In Spring 1945, the United Nations Relief and Rehabilitation Administration (UNRRA) utilized the buildings and grounds of the former Flossenbürg Concentration Camp as a displaced persons camp. It was there that relocated Polish displaced persons transformed the concentration camp burial ground, originally laid by the US Army in May 1945 in the middle of the village Flossenbürg, into a memorial. On May 25, 1947, the "Valley of Death" (Tal des Todes) was inaugurated in the space of the former crematorium, one of the first concentration camp memorials in Europe, which consisted of a memory landscape housing a Christian chapel, symbolic national gravestones, and a pyramid made of ashes.

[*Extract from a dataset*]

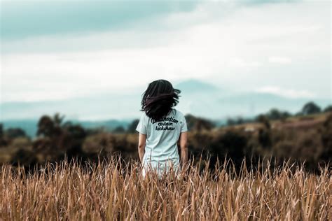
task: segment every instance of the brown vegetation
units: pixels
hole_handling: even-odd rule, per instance
[[[331,171],[319,175],[285,163],[270,170],[240,171],[230,162],[193,164],[177,177],[141,176],[139,165],[109,162],[46,164],[29,173],[0,168],[0,220],[328,220],[331,219]]]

At the end of the 1950s, the Bavarian Administration of State-Owned Palaces (Bayerische Schlösserverwaltung) constructed another cemetery in a part of the former concentration camp. More than 5500 mostly unknown victims were exhumed along routes of death marches and reburied in Flossenbürg. The park-like layout of the cemetery site deliberately played down the historical circumstances of this violent mass death.
Only at the end of 1999, with the institutional establishment of the Flossenbürg Concentration Camp Memorial, did the transformation from a cemetery into a museum, place of remembrance, and place of learning begin in one of the central scenes of National Socialist persecution in Europe. Since 2003, the Flossenbürg Concentration Camp Memorial has been sponsored by the Foundation of Bavarian Memorial Sites (Stiftung Bayerische Gedenkstätten).
Award-winning permanent exhibitions on the history of the Concentration Camp and its aftermath were opened in 2007 and 2010. In 2015, the reconstruction of the outdoor area was completed with the opening of the Education Center and Museum Café .
Today, the critical examination of the history of the Flossenbürg Concentration Camp and its aftermath is one of the central concerns of the Flossenbürg Concentration Camp Memorial.